At a state dinner later on March 21, President Shimon Peres presented Obama with the Medal of Distinction, Israel's highest honor.

'Vision Of Two States'

Obama is on his first official visit to Israel.

Earlier in the day, he met with Palestinian Authority President Abbas during a trip to the West Bank, where he said Israeli settlement building was not "constructive" or "appropriate" and did not "advance the cause of peace."

"The Palestinian people deserve an end to occupation and the daily indignities that come with it. Palestinians deserve to move and travel freely and to feel secure in their communities," he said at a news conference with Abbas in the West Bank town of Ramallah.

"Like people everywhere, Palestinians deserve a future of hope that their rights will be respected, that tomorrow will be better than today, and that they can give their children a life of dignity and opportunity," he continued. "Put simply, Palestinians deserve a state of their own."

Both Obama and Abbas said peace between Palestinians and Israelis was possible but significant problems needed to be resolved.

Obama reaffirmed support for a Palestinian state but conceded issues such as continued construction of Jewish housing settlements and the incarceration of Palestinians in Israeli jails were formidable obstacles to peace.

"The United States remains committed to realizing the vision of two states, which is in the interests of the Palestinian people and also in the national security interests of Israel, the United States, and the world," Obama said.

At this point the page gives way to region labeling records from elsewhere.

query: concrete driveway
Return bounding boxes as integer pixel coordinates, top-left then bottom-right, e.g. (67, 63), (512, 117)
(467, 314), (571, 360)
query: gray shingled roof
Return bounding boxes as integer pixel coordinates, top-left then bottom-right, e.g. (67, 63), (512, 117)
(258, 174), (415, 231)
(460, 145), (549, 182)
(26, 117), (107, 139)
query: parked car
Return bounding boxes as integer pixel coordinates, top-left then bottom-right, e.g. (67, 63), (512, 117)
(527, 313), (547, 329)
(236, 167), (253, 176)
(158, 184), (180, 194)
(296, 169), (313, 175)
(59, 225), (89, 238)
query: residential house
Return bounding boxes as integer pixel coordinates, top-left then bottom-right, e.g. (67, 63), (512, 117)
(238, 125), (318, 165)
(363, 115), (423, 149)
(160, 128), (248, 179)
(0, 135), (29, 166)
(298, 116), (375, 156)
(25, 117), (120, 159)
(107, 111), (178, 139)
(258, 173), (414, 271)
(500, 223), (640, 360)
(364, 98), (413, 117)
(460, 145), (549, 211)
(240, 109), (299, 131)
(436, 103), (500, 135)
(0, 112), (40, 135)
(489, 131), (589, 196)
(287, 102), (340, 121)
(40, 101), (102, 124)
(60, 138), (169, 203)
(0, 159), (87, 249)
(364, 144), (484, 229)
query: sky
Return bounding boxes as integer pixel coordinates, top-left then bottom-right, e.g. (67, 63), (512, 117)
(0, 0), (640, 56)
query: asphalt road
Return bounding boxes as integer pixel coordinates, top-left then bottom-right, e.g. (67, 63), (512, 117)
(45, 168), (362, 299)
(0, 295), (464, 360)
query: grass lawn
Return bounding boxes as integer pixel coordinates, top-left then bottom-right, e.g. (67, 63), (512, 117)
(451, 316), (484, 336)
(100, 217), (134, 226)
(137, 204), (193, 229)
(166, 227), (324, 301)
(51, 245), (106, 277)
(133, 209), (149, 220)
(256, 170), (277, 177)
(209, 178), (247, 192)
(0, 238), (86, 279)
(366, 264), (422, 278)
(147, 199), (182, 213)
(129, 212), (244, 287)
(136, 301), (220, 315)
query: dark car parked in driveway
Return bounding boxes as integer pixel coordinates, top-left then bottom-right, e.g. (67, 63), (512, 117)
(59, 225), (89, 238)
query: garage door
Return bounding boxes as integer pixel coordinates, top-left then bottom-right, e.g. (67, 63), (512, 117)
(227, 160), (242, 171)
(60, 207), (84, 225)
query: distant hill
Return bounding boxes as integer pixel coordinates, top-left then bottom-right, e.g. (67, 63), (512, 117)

"We seek an independent, a viable, and contiguous Palestinian state as the homeland of the Palestinian people alongside the Jewish state of Israel -- two nations enjoying self-determination, security, and peace."

Time To Talk

Peace talks broke down in 2010 over Palestinian objections to Israel's expansion of settlements on land that Palestinians want for a state. Israel has called for a resumption of the talks without preconditions.

The U.S. president stressed the importance of getting the two sides talking again.

"If we can get direct negotiations started again, I believe that the shape of a potential deal is there," Obama said. "And if both sides can make that leap together then not only do I believe that the Israeli people and the Palestinian people would ultimately support it in huge numbers, but I also think the world and the region would cheer."

Obama arrived in Ramallah on March 21 after visiting Israel and meeting with top officials, including Prime Minister Benjamin Netanyahu.

Obama said U.S. Secretary of State John Kerry would be spending significant time trying to bridge differences between the Palestinians and Israelis.